A match will only be found if it fits entirely within the range specified by start and end.

regex-search-strings Sealed Generic function

Find all matches for a regular expression within a string.

Signature:

regex-search-strings pattern text #key anchored start end case-sensitive => #rest strings

Parameters:
  • pattern – An instance of <regex>.

  • text – An instance of <string>.

  • anchored (#key) – An instance of <boolean>.

  • start (#key) – An <integer>, default 0. The index in text at which to start searching.

  • end (#key) – An <integer>, default *text*.size.

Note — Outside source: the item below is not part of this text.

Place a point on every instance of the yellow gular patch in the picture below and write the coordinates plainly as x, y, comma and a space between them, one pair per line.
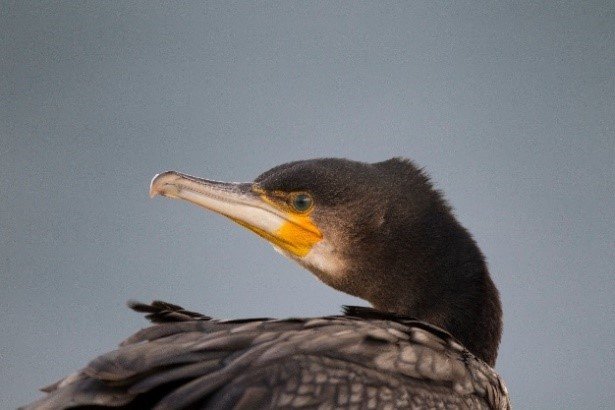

The index at which to end the search.

  • case-sensitive (#key) – A <boolean>, default #t.

Values:
  • #rest strings – An instance of <object>.

A match will only be found if it fits entirely within the range specified by start and end.

match-group Sealed Generic function

Return information about a specific match group in a <regex-match>.

Signature:

match-group match group => text start-index end-index

Parameters:
Values:
  • text – An instance of false-or(<string>).

  • start-index – An instance of false-or(<integer>).

  • end-index – An instance of false-or(<integer>).

Conditions:

<invalid-match-group> is signalled if group does not name a valid group.

The requested group may be an <integer> to access groups by number, or a <string> to access groups by name. Accessing groups by name only works if they were given names in the compiled regular expression via the (?<foo>...) syntax.

Group 0 is always the entire regular expression match.

It is possible for the group identifier to be valid and for #f to be returned. This can happen, for example, if the group was in the part of an | (or) expression that didn’t match.